If you use coarsely chopped walnuts, your no oil, no butter banana cake will be lighter in color and more yellowish than the picture of my cake.
No oil, no butter Banana Cake Recipe
- 2½ cups flour
- 1½ cup sugar
- 1⅔ cup mashed bananas (Food Process them)
- ⅔ cup finely chopped/crushed walnuts
- ⅔ cup yogurt
- 3 large eggs
- 1½ teaspoon baking soda
- 1½ teaspoon baking powder
- ½ teaspoon salt
- 3 teaspoons vanilla
- For chopping the walnuts, I usually use the large food processor with the heavy-duty blade, so that the walnuts are very fine and there are no detectable traces of the walnuts in the baked banana cake. I do that because when walnuts are evident, the cake instantly becomes less appealing to my girls! If that is not a problem, you can place the walnuts in a plastic bag, wrap it with a kitchen towel and use the garlic crusher as a hammer to break the walnuts into smaller pieces. If you use coarsely chopped walnuts, your no oil, no butter banana cake will be lighter in color and more yellowish than the picture of my cake.
- To make the banana cake, beat all the ingredients with an electric mixer until there are no lumps in the batter. If you are using chopped walnuts, beat all the other ingredients until the batter is creamy with no lumps, then add the walnuts.

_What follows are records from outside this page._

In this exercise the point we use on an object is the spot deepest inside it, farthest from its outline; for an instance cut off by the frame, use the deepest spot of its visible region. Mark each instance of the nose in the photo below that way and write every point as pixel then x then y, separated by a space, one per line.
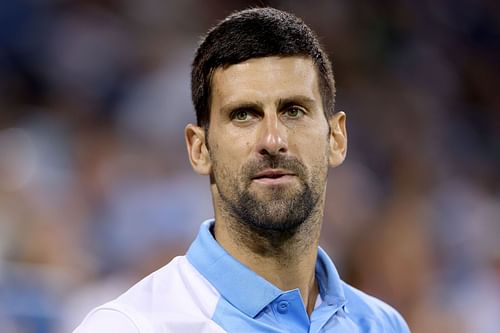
pixel 272 137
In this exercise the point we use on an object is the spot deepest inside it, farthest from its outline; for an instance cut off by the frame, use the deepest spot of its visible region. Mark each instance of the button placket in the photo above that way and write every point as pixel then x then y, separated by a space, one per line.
pixel 282 307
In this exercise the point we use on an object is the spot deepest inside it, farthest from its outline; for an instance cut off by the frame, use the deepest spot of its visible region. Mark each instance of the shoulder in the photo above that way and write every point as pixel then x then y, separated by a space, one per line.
pixel 371 311
pixel 175 291
pixel 107 318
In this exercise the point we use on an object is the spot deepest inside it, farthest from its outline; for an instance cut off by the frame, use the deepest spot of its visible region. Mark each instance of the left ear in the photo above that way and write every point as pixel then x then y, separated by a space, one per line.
pixel 338 139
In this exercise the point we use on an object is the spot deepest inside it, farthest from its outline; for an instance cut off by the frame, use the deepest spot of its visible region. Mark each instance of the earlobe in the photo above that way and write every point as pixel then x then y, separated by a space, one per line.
pixel 197 149
pixel 338 139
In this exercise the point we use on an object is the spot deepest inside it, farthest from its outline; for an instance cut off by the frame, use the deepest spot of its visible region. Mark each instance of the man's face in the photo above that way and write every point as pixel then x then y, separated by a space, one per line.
pixel 268 141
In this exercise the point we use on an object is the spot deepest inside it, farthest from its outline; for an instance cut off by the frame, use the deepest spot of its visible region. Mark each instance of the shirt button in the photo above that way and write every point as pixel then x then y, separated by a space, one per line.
pixel 283 307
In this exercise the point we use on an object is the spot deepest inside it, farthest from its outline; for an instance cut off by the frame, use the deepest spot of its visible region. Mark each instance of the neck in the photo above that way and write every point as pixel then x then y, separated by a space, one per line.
pixel 287 259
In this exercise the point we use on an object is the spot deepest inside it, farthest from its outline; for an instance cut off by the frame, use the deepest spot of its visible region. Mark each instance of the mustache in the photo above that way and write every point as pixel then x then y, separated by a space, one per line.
pixel 291 164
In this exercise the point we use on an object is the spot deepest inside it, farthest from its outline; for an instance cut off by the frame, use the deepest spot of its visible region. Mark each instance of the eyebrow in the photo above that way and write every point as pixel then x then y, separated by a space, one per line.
pixel 282 102
pixel 296 99
pixel 231 106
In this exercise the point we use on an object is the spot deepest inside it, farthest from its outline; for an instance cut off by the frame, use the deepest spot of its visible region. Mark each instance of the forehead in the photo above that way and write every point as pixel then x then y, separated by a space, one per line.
pixel 265 79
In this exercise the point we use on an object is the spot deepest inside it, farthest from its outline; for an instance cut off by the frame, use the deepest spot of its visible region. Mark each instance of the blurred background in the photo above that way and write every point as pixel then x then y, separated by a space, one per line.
pixel 96 190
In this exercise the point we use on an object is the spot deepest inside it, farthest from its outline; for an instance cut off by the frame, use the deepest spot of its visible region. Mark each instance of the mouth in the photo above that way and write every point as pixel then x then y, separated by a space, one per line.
pixel 273 177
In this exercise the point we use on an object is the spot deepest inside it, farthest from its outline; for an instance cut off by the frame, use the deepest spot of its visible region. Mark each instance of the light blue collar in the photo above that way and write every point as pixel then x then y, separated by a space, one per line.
pixel 242 287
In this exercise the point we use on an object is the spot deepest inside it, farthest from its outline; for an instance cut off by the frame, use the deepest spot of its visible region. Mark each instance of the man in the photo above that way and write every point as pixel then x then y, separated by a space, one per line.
pixel 267 133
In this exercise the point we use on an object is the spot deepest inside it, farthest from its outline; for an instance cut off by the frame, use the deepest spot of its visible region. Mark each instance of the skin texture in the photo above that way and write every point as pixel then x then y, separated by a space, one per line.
pixel 268 151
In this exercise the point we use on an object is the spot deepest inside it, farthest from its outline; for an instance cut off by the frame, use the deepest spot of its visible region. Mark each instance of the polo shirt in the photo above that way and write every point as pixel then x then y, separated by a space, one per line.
pixel 209 291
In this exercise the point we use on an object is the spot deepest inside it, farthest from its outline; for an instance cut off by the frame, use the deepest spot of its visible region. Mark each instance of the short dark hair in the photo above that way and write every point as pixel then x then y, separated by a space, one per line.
pixel 256 33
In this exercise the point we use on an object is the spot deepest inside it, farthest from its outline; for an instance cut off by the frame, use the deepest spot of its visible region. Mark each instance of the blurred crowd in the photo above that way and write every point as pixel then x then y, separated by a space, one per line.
pixel 96 190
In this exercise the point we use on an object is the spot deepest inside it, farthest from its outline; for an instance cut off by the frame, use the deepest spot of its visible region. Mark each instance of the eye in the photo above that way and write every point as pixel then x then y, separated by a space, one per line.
pixel 241 115
pixel 294 112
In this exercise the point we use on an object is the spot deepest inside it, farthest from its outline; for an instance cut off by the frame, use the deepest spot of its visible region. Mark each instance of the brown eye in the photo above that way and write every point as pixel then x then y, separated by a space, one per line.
pixel 294 112
pixel 241 115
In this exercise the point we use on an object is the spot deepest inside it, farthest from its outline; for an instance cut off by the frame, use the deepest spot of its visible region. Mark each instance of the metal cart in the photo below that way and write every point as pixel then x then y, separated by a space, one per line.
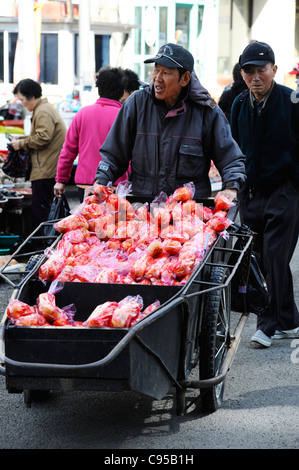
pixel 186 344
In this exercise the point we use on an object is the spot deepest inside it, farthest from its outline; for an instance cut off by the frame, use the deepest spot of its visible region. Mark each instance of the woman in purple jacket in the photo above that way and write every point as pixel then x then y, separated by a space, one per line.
pixel 88 131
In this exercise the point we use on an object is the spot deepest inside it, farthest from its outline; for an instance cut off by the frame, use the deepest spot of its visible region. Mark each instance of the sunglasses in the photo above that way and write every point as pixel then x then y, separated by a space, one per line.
pixel 170 58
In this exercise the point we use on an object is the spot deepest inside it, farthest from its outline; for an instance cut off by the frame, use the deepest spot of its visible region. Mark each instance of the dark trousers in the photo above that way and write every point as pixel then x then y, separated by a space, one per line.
pixel 42 198
pixel 275 218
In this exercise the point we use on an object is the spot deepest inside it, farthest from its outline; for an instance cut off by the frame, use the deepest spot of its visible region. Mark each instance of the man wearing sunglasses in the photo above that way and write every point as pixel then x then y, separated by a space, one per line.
pixel 170 131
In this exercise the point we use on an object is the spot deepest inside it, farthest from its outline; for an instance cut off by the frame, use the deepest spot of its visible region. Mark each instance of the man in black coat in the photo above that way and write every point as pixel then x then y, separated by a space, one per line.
pixel 265 123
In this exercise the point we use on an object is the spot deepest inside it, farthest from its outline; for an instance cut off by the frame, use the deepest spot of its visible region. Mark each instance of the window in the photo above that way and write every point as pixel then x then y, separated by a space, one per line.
pixel 1 59
pixel 137 30
pixel 49 59
pixel 12 43
pixel 163 26
pixel 102 51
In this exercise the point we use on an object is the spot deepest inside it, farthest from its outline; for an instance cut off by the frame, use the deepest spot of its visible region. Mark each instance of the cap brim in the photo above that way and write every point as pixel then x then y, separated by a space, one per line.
pixel 259 63
pixel 162 61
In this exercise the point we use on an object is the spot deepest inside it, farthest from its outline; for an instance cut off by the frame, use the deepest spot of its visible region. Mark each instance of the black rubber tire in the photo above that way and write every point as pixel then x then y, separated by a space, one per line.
pixel 214 338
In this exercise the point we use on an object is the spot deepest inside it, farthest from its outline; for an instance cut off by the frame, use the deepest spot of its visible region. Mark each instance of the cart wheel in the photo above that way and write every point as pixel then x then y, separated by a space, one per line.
pixel 214 338
pixel 35 395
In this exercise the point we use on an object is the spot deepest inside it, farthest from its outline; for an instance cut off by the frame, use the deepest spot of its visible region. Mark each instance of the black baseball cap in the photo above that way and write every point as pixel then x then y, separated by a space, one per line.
pixel 257 53
pixel 173 56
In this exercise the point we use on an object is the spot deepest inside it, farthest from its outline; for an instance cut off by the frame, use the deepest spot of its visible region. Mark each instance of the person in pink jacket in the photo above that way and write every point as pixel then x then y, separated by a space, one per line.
pixel 88 130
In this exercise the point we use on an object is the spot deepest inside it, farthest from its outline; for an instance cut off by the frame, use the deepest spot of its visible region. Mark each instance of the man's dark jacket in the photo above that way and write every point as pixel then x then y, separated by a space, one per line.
pixel 169 148
pixel 269 141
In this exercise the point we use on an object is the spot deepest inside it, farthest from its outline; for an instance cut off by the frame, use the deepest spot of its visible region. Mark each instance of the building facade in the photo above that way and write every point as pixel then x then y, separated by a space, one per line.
pixel 76 38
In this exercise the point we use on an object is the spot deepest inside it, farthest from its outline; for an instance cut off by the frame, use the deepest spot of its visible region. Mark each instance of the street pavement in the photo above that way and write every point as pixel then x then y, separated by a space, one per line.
pixel 260 408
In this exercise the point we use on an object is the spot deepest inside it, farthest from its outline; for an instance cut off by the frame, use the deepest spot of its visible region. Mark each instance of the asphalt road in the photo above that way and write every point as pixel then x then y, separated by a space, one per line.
pixel 260 409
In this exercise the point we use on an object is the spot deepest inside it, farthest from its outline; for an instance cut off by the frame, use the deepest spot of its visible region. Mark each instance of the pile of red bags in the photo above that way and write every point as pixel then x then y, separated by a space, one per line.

- Pour in a greased and floured pan and bake. Use a 23cm round pan (9 inch pan) or a bundt cake pan. Check my post on Tips for removing cake from pan in one piece.
- If you are baking in the oven, set the oven at 350°F and bake for 45 minutes or until toothpick comes out clean. Be careful not to judge the cake readiness by crust as this no oil, no butter banana cake has a moist crust even when done.